[v3] Make blockdev-mirror dest sparse in more cases

[PATCH v3 08/11] mirror: Skip writing zeroes when target is already zero

Posted by Eric Blake 5 months, 1 week ago

When mirroring, the goal is to ensure that the destination reads the
same as the source; this goal is met whether the destination is sparse
or fully-allocated.  However, if the destination cannot efficiently
write zeroes, then any time the mirror operation wants to copy zeroes
from the source to the destination (either during the background over
sparse regions when doing a full mirror, or in the foreground when the
guest actively writes zeroes), we were causing the destination to
fully allocate that portion of the disk, even if it already read as
zeroes.

The effect is especially pronounced when the source is a raw file.
That's because when the source is a qcow2 file, the dirty bitmap only
visits the portions of the source that are allocated, which tend to be
non-zero.  But when the source is a raw file,
bdrv_co_is_allocated_above() reports the entire file as allocated so
mirror_dirty_init sets the entire dirty bitmap, and it is only later
during mirror_iteration that we change to consulting the more precise
bdrv_co_block_status_above() to learn where the source reads as zero.

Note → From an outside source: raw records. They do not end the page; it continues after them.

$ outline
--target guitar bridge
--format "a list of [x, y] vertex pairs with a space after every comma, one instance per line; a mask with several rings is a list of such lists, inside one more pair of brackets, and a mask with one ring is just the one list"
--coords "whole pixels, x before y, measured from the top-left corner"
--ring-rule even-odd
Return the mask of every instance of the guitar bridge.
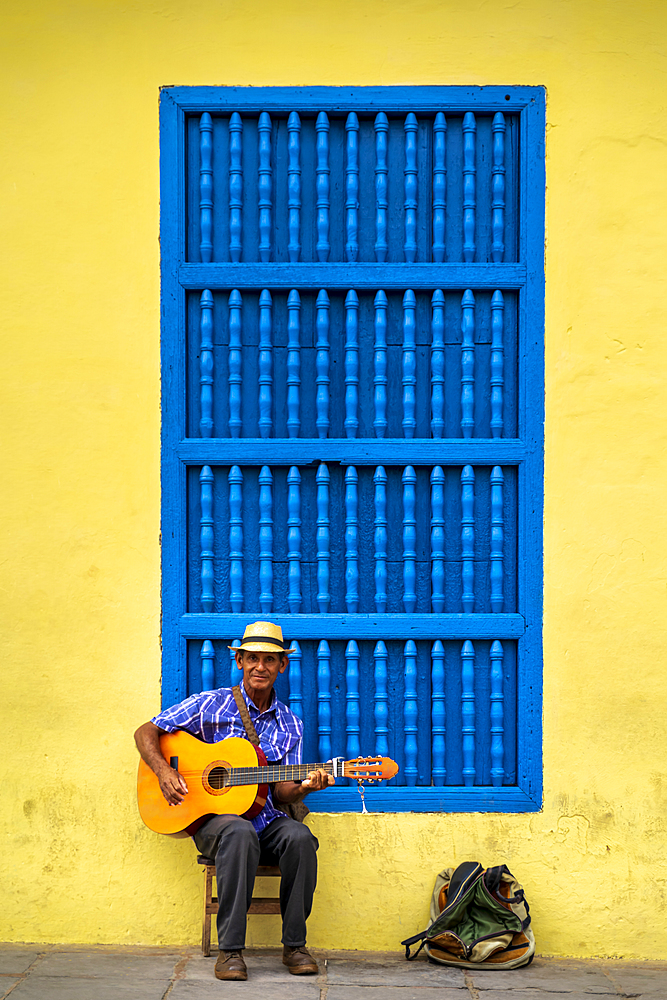
[[345, 763], [344, 757], [332, 757], [331, 758], [331, 773], [334, 778], [344, 778], [343, 765]]

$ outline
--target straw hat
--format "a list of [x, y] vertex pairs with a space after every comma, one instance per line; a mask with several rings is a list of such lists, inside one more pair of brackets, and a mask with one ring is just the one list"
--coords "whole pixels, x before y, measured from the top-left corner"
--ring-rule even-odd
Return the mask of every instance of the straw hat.
[[253, 622], [246, 626], [243, 642], [240, 646], [228, 646], [227, 649], [245, 649], [249, 653], [293, 653], [283, 642], [283, 630], [273, 622]]

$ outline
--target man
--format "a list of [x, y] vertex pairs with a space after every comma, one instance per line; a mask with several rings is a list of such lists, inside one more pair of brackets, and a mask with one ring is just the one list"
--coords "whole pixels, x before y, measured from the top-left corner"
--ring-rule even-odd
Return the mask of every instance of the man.
[[[236, 665], [243, 671], [241, 695], [267, 760], [300, 764], [303, 723], [273, 690], [278, 674], [287, 670], [288, 654], [294, 652], [285, 648], [282, 629], [272, 622], [253, 622], [246, 628], [241, 645], [234, 649]], [[229, 736], [247, 737], [232, 688], [191, 695], [140, 726], [135, 733], [139, 753], [155, 772], [162, 794], [173, 806], [183, 801], [188, 787], [183, 776], [162, 756], [160, 736], [177, 729], [206, 743], [217, 743]], [[254, 819], [228, 814], [211, 816], [195, 833], [199, 851], [215, 858], [218, 979], [248, 978], [243, 959], [246, 918], [260, 856], [264, 864], [275, 864], [277, 859], [280, 866], [283, 963], [294, 975], [318, 971], [305, 947], [306, 920], [317, 881], [318, 842], [307, 826], [276, 809], [276, 803], [300, 802], [310, 792], [333, 784], [333, 776], [321, 769], [311, 771], [302, 782], [280, 782], [269, 791], [266, 805]]]

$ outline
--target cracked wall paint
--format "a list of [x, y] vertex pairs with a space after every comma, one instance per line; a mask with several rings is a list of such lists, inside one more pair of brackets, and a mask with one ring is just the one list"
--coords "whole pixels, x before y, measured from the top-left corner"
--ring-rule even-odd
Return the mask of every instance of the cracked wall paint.
[[312, 815], [310, 943], [398, 949], [437, 872], [479, 859], [524, 883], [542, 953], [665, 959], [667, 8], [303, 11], [3, 9], [0, 937], [200, 932], [201, 870], [141, 826], [131, 744], [160, 687], [159, 87], [522, 83], [548, 94], [544, 809]]

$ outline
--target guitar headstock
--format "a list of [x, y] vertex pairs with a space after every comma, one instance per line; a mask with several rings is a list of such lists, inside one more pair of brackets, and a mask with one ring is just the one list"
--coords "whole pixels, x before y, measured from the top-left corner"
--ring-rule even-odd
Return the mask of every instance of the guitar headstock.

Remember that since a mirror operation can write a cluster more than
once (every time the guest changes the source, the destination is also
changed to keep up), we can't take the shortcut of relying on
s->zero_target (which is static for the life of the job) in
mirror_co_zero() to see if the destination is already zero, because
that information may be stale.  Any solution we use must be dynamic in
the face of the guest writing or discarding a cluster while the mirror
has been ongoing.

We could just teach mirror_co_zero() to do a block_status() probe of
the destination, and skip the zeroes if the destination already reads
as zero, but we know from past experience that extra block_status()
calls are not always cheap (tmpfs, anyone?), especially when they are
random access rather than linear.  Use of block_status() of the source
by the background task in a linear fashion is not our bottleneck (it's
a background task, after all); but since mirroring can be done while
the source is actively being changed, we don't want a slow
block_status() of the destination to occur on the hot path of the
guest trying to do random-access writes to the source.

So this patch takes a slightly different approach: any time we have to
transfer the full image, we know that mirror_dirty_init() is _already_
doing a pre-zero pass over the entire destination.  Therefore, if we
track which clusters of the destination are zero at any given moment,
we don't have to do a block_status() call on the destination, but can
instead just refer to the zero bitmap associated with the job.

With this patch, if I create a raw sparse destination file, connect it
with QMP 'blockdev-add' while leaving it at the default "discard":
"ignore", then run QMP 'blockdev-mirror' with "sync": "full", the
destination remains sparse rather than fully allocated.  Meanwhile, a
destination image that is already fully allocated remains so unless it
was opened with "detect-zeroes": "unmap".  If writing zeroes is
skipped, the job counters are not incremented.

Signed-off-by: Eric Blake <eblake@redhat.com>

---

v3: also skip counters when skipping I/O [Sunny]
---
 block/mirror.c | 92 ++++++++++++++++++++++++++++++++++++++++++++------
 1 file changed, 81 insertions(+), 11 deletions(-)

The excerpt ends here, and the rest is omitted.